An Anti-Apoptotic Action of Glia Lipoproteins
Hideki Hayashi, Robert B. Campenot, Dennis E. Vance, and Jean E. Vance
(see pages 1933–1941)
Apolipoprotein E (apoE), an apolipoprotein contained in lipoproteins secreted by CNS glia, is perhaps best known because its ε4 allele is a risk factor for late-onset Alzheimer's disease. This week, Hayashi et al. outline a signaling pathway by which these apoE-containing lipoproteins can inhibit apoptosis. The authors induced apoptosis in cultured rat retinal ganglion cells by removing trophic factors from the media. Glia-conditioned media or glia-secreted lipoproteins protected neurons from apoptosis. Protection specifically required apoE and was blocked either by receptor-associate protein, which competes with ligands of low-density lipoprotein receptors (LDLrs), or by inhibition of the apoE receptor LDLr-related protein (LRP). Downstream of LRP, signaling involved protein kinase Cδ, possibly by phosphorylating and inactivating the proapoptotic glycogen synthase kinase-3β. ApoE3 was more effective in preventing apoptosis than apoE4.
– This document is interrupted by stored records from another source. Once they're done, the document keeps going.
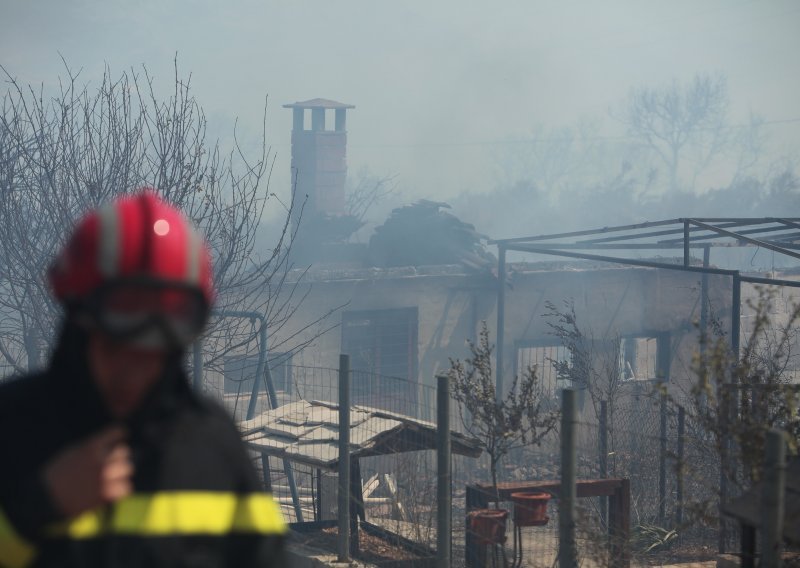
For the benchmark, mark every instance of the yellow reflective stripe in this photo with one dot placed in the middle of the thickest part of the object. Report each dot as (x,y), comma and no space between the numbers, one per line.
(258,513)
(15,552)
(169,513)
(181,513)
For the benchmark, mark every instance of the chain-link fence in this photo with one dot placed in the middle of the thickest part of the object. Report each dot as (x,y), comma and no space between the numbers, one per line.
(641,435)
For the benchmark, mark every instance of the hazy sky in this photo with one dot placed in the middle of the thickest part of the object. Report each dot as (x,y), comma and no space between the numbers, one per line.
(436,84)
Myelination and Remyelination in the Pregnant Mouse
Christopher Gregg, Viktor Shikar, Peter Larsen, Gloria Mak, Andrew Chojnacki, V. Wee Yong, and Samuel Weiss
(see pages 1812–1823)
This week, Gregg et al. report that pregnancy in rats increased myelin-forming oligodendrocytes and myelin formation, an effect the authors attribute to prolactin. In corpus callosum and spinal cord, oligodendrocyte precursor cells (OPCs) increased in early pregnancy, followed by an increase in oligodendrocytes. Postpartum, pregnancy-generated oligodendrocytes extended processes. There was also an associated increase in myelination of callosal axons. To test the effects of pregnancy on the repair of demyelinating lesions, the authors injected lysolecithin into the spinal cord. Pregnant rats displayed smaller lesions, fewer demyelinated axons, and more remyelinated axons. The prolactin (PRL) receptor, expressed by OPCs, was required for pregnancy-induced OPC proliferation. Furthermore, exogenous PRL administered to virgin rats increased OPC generation and remyelination similar to pregnant rats. The authors suggest that such changes might affect axon function and/or remyelination in situations such as multiple sclerosis.
Multisensory Modulation of Auditory Processing
Christoph Kayser, Christopher I. Petkov, Mark Augath, and Nikos K. Logothetis
(see pages 1824–1835)
Putting it all together when it comes to combining information from our senses is usually attributed to “higher” centers in association cortex, yet recent studies suggest that multisensory integration can also occur in primary sensory cortex. This week, Kayser et al. used functional magnetic resonance imaging in macaques to examine visual modulation of auditory receptive fields. The authors used sounds of various frequency and bandwidth to stimulate “core” (primary auditory) and “belt” (nonprimary auditory) fields. In anesthetized animals, most fields were activated only by auditory stimuli, but some areas responded just to visual stimuli. Combined auditory and visual stimuli produced enhanced responses particularly in caudal fields. In awake animals, too, visual and auditory stimuli activated overlapping fields including those in the core. Visual activation and audiovisual enhancement also occurred in the caudal parts of the so-called parabelt. Characteristic of sensory integration, enhancement was stronger for less effective stimuli.
Neurobiology of Disease
Reelin and the Hippocampus, after Status Epilepticus
Chao Gong, Tsu-Wei Wang, Holly S. Huang, and Jack M. Parent
(see pages 1803–1811)
Temporal lobe epilepsy in humans is associated with abnormal lamination of the dentate gyrus and ectopic hilar location of some dentate granule cells (DGCs). Similar changes are seen in rodent models of hippocampal epilepsy. This week, Gong et al. provide evidence that this abnormal distribution of DGCs results from deficient signaling by the secreted guidance factor Reelin. Reelin immunoreactivity in the dentate gyrus was reduced after pilocarpine-induced status epilepticus in adult rats. The authors ascribed this loss to the death of Reelin-expressing inhibitory interneurons, a principal source of Reelin in the adult. In mouse dentate gyrus explants cultured in a gel matrix, progenitor cells migrated in chains. Exogenous Reelin caused cell detachment and disruption of the migratory chains, consistent with a direct effect of Reelin on the migration of DGC progenitors.